Jewlia Eisenberg, leader of SF group Charming Hostess, was also previewing the store — it was her first time taking a peek around too, and she seemed ecstatic, slipping records out of the shelves and commenting, "oh my god, look at this one!" Along with the help of a few volunteers, Eisenberg will be running the shop during the month of December.

Katznelson and Eisenberg pulled out records to examine, including the classic Fiddler on the Roof, but more so albums that recently came back to light, like the Latin-tinged Bagels and Bongos — another album the Idelsohn Society reissued. Says Katznelson, "Hybrids happened, and it created new sounds — so what are those new sounds called?"

An example of the modern Jewish hybrid: Jeremiah Lockwood, New York-based bandleader of the Sway Machinery and grandson of legendary cantor Jacob Konigsberg, who will light the final two nights of Chanukah candles at the store, and perform live.

During his second appearance, Ethan Miller of Howling Rain and Luther Dickinson of the North Mississippi All Stars will join Lockwood in performance. He met Dickinson back in 1998 when they worked on a friend's album together. Says Lockwood. "It was my first trip to the South after spending my adolescence obsessed with country blues and it made a big impression on me."

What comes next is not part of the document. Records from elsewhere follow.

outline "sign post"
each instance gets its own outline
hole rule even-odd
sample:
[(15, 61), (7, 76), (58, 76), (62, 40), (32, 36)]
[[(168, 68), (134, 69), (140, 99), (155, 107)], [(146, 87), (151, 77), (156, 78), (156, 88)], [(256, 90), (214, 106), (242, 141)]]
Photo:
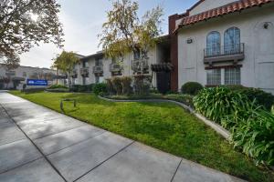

The rest of his performances will be a mixed bag, reflecting decades of the Jewish — and American — music experience. "I'm most comfortable playing blues-oriented material when I play solo, but I definitely plan to hit some tunes from the new Sway Machinery album," he says, "I will certainly dig out some of my family's Chanukah standards...very beautiful bits of Jewish folklore I grew up on and that were a part of the family Chanukah lighting ceremony."

And just like that, after a month of record-selling and live performances culminating with holiday revelry, the pop-up will end, and it'll be on to the next great idea for the Idelsohn Society. Like it was all some nostalgic, far-out folk dream.